En septembre 1942, Lise de Baissac,
des services secrets britanniques, est envoyée par Londres
avec mission d'organiser un réseau autour de Poitiers et
principalement de rechercher des volontaires pour recevoir des
parachutages d'armes en vue d'un éventuel débarquement
allié. C'est ainsi que se créa autour de M. Gateau,
commissaire priseur à Poitiers, son épouse, M. Brault
et quelques autres, le réseau "Artist".
On écoute
la BBC : "Les Français parlent aux
Français".
M. Brault était
propriétaire de la ferme de Clouachard sur notre commune, avec
Maurice Gendron pour fermier. L'endroit entouré d'arbres
s'avéra propice pour un premier parachutage de 4 containers
comprenant armes, tabac, plastic... qui eut lieu dans la nuit du 13
au 14 février 1943. Il fut reçu par une équipe
composée de Lise de Baissac et MM. Gateau, Brault et Gendron.
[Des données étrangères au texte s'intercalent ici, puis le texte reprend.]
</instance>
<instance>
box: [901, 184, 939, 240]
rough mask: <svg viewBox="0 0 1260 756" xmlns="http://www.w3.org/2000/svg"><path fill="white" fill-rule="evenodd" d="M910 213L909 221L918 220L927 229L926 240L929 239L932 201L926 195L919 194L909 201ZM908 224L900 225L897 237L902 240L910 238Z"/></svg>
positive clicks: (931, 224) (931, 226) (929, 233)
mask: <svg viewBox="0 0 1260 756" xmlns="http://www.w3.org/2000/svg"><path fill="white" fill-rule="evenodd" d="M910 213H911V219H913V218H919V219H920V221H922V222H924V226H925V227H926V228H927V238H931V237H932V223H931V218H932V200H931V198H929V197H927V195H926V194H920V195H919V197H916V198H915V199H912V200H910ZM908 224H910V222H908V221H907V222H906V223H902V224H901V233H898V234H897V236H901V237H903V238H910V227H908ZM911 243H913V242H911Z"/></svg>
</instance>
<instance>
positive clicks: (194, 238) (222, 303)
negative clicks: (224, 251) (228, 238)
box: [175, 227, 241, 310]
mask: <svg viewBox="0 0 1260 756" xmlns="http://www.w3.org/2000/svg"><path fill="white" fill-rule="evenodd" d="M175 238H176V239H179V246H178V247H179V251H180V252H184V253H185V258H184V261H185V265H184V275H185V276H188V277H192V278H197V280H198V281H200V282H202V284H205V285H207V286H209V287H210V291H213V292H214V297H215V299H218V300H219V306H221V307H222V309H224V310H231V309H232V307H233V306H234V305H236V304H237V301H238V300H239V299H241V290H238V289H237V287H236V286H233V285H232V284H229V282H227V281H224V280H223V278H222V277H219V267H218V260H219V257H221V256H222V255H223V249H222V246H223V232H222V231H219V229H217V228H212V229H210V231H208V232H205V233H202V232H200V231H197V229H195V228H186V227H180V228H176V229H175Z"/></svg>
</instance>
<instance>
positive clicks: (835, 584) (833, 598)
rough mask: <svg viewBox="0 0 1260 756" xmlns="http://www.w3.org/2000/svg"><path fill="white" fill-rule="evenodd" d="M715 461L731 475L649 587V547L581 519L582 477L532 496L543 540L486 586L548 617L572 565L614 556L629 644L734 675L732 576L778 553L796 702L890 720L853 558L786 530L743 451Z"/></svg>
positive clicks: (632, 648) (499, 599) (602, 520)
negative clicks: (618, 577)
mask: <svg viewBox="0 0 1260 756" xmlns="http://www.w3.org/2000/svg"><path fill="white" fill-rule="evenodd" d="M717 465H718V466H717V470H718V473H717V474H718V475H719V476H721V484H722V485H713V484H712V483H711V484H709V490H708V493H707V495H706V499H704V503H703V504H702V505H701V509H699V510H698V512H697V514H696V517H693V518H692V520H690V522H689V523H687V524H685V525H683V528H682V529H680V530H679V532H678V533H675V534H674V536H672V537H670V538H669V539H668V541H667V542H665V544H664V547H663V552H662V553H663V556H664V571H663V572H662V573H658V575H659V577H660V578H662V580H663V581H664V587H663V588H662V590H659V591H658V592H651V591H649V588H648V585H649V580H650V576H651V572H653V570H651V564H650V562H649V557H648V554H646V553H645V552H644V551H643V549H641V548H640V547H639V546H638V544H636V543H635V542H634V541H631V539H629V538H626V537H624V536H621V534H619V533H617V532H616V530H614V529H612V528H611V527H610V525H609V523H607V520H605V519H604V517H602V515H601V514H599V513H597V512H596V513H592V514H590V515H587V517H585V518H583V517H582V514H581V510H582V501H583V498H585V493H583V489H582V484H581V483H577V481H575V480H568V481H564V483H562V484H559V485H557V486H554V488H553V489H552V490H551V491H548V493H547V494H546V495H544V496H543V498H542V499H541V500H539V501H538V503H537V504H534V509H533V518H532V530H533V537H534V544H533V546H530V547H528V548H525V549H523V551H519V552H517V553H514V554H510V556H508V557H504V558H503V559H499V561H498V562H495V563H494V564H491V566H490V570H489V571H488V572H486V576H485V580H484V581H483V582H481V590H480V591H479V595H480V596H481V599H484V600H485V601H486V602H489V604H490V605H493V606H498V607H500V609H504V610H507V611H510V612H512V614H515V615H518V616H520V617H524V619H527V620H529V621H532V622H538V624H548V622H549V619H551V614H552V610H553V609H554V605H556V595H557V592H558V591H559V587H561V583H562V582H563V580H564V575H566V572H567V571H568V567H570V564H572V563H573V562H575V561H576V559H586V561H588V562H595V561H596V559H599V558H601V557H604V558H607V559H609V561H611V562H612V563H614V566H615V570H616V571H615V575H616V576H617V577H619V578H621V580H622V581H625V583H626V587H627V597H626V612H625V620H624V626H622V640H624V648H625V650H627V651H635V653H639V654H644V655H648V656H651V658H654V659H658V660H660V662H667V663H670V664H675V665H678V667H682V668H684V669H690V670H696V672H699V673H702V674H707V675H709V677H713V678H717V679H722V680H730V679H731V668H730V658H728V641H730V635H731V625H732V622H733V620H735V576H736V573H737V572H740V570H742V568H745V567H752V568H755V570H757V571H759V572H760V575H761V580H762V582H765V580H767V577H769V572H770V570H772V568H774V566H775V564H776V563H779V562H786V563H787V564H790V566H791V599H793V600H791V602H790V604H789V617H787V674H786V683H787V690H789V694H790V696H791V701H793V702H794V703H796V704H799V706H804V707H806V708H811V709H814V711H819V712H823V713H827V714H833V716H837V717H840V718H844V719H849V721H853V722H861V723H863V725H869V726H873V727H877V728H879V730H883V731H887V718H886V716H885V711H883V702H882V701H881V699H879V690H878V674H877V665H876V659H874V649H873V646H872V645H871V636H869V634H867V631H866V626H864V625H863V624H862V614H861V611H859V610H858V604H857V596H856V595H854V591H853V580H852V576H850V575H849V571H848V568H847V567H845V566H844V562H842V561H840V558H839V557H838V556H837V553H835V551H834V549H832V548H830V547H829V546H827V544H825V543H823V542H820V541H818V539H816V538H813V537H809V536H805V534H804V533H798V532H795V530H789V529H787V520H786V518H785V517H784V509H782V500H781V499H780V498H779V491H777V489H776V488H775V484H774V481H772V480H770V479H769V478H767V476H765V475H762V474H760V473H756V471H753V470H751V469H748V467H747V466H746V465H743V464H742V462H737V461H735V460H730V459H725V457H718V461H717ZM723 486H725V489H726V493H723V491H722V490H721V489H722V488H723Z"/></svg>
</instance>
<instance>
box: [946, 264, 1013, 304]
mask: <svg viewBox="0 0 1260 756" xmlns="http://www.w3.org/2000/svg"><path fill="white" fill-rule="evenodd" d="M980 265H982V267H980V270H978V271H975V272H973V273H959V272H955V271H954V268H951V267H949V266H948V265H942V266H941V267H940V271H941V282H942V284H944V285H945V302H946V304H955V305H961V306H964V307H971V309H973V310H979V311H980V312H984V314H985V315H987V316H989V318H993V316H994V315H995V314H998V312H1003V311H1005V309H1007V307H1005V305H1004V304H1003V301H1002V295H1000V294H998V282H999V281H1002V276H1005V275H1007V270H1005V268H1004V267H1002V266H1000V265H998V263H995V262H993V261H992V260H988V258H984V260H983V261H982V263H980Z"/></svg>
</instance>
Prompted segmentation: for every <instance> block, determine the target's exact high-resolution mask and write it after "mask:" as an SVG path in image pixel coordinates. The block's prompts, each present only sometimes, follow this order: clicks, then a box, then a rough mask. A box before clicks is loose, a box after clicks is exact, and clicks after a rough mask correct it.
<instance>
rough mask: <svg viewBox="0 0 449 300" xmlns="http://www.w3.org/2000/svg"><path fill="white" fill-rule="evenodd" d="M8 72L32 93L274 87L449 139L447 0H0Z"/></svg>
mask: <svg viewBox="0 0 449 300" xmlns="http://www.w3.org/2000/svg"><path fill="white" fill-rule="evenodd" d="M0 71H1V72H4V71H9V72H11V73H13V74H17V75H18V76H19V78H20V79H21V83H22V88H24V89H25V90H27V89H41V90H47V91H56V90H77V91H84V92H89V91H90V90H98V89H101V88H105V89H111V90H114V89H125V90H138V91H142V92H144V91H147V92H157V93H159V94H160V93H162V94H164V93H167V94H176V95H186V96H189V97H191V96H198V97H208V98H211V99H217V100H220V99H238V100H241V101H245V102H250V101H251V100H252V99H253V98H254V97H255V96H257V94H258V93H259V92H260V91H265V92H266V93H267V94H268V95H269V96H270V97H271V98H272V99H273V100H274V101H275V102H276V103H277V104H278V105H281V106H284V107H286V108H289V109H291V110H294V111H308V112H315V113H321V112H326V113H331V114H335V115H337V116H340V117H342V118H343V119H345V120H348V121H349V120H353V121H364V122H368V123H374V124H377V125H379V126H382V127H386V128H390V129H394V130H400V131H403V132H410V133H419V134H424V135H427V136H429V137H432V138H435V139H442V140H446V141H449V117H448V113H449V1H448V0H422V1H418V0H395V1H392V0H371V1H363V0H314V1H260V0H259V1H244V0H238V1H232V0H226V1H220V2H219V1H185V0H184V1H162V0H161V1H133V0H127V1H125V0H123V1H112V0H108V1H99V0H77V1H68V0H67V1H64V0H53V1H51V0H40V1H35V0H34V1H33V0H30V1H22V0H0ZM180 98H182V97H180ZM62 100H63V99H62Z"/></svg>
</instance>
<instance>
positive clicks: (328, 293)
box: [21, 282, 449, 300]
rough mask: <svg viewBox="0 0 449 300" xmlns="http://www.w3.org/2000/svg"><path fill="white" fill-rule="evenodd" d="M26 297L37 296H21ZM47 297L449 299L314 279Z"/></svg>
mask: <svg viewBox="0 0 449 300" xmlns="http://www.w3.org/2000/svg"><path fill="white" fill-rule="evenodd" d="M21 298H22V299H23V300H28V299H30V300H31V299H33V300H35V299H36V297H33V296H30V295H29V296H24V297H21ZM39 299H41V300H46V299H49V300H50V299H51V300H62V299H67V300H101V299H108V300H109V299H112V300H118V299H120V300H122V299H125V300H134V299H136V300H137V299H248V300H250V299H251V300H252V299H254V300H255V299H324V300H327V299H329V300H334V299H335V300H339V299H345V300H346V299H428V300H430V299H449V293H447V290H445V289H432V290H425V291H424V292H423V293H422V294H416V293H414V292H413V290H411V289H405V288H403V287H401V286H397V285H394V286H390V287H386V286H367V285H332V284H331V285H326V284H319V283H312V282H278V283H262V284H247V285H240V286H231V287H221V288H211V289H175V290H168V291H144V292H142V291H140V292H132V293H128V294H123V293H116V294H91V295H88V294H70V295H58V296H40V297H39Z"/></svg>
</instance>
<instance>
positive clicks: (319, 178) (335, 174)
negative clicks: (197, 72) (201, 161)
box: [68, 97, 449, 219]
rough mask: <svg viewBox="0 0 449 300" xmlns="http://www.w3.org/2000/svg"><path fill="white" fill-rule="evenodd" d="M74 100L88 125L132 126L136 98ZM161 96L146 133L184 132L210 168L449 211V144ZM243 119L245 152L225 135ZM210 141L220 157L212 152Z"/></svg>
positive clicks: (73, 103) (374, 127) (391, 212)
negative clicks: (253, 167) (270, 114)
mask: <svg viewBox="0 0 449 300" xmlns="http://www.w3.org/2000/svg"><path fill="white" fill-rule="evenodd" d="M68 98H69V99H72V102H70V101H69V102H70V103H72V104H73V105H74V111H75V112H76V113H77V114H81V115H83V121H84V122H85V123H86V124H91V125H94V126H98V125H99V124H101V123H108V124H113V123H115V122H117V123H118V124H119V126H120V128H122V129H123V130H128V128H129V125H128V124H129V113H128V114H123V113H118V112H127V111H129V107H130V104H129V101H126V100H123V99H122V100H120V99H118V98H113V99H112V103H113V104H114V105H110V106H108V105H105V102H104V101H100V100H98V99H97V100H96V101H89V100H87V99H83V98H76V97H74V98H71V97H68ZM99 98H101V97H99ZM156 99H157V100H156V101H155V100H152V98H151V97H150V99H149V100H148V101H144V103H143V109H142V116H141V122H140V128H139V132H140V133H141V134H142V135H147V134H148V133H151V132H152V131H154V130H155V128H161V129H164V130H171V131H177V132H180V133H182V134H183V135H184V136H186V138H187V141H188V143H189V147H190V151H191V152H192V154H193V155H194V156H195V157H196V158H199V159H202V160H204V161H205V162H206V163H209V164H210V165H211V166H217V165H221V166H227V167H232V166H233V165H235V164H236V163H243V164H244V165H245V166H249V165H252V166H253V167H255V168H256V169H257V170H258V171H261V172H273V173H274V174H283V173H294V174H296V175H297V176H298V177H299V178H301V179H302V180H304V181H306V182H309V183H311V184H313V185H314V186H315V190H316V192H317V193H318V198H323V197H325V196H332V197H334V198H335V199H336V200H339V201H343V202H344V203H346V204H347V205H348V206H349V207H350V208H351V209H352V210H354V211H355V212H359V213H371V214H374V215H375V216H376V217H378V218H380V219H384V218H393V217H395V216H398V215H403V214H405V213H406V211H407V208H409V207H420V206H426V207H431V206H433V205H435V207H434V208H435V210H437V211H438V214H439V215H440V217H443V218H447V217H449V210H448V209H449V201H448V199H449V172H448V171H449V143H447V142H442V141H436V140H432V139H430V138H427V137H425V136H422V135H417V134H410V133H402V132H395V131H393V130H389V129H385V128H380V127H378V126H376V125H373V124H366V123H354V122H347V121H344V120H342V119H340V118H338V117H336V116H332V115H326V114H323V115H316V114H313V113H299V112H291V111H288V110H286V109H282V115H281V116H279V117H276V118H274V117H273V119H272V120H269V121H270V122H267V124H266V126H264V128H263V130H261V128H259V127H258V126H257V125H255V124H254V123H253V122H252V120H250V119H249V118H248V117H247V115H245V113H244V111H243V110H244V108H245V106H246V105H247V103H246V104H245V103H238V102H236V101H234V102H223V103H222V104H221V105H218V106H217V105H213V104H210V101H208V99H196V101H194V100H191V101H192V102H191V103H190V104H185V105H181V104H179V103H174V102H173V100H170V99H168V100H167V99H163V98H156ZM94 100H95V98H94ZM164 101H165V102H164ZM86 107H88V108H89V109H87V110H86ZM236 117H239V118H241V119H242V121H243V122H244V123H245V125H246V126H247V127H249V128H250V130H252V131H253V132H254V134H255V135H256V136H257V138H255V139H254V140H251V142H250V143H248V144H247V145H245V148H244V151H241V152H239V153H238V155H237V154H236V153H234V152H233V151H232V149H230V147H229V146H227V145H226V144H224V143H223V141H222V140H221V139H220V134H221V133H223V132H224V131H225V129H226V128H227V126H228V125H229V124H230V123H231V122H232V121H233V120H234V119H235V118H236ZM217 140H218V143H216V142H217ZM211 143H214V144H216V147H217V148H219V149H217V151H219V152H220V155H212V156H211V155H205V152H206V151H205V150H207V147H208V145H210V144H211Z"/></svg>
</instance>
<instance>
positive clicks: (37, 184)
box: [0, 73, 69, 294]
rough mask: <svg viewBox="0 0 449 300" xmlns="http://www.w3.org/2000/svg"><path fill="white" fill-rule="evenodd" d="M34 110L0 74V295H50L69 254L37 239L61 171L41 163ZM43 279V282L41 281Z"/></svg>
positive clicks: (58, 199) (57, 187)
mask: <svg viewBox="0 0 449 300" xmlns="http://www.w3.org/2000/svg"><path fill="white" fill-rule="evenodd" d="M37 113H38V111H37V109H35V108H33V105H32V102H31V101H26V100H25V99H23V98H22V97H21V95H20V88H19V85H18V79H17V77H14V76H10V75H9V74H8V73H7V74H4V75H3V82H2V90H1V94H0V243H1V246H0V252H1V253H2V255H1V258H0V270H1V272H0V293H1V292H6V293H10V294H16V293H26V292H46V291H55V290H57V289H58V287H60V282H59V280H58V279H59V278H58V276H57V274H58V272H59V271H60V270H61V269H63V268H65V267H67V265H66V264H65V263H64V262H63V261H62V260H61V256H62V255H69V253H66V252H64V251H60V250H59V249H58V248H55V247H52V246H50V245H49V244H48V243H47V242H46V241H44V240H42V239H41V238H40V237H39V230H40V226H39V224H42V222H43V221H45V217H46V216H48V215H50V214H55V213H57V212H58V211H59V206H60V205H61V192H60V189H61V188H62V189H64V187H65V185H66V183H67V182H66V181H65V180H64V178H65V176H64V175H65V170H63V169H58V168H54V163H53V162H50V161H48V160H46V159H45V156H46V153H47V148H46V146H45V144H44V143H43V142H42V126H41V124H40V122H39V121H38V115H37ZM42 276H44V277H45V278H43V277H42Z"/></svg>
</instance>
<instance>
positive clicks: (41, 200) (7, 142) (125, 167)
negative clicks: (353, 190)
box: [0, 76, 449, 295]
Le message l'annonçant avait été "Michel ira
dans le pommier ce soir", et le message de retour confirmant la
réussite de l'opération : "le poulet était bien
cuit". Un 2e parachutage eut lieu, toujours par nuit de pleine lune,
et fut enterré par Maurice Gendron.
Chaque fois, l'opération avait
parfaitement réussi mais, malheureusement, les traces
laissées par les parachutages avaient intrigué les
habitants alentour qui inévitablement parlèrent. Des
rumeurs coururent. La Gestapo enquêta et l'on retrouva chez M.
Brault les plans de sa ferme de Clouachard. Les Allemands tenaient la
preuve qu'ils recherchaient.
Le réseau fut partiellement
démantelé. M. Gateau et M. Brault moururent en
déportation. Mme Gateau et Maurice Gendron furent les deux
seuls à revenir de l'enfer, mais à quel prix !
le
calvaire de Maurice Gendron
|
"Ce
jour-là 23 février 1944, à 6 h du
matin, je vois arriver cinq Allemands dont deux en civil.
L'un d'eux parlant correctement le français me
demande sèchement : "Où sont les armes ?". Je
réponds : "Je n'ai pas d'armes." À ce moment,
je reçois un magistral coup de poing en pleine
figure. Trois fois il répète la question,
trois coups de poing.
À
la suite de cela, on m'emmène le long d'un mur en
dehors de la cour de la ferme. Là, le même
individu me répète : "Vous allez parler ou
sinon !" C'est alors que les coups tombèrent, coups
de poing, coups de pieds. N'obtenant aucun résultat,
ils me mirent un revolver sur la tempe et une mitraillette
sur la poitrine en me disant : "Si après trois
sommations vous n'avez pas répondu, vous pourrez
recommander votre âme à Dieu." Toujours rien.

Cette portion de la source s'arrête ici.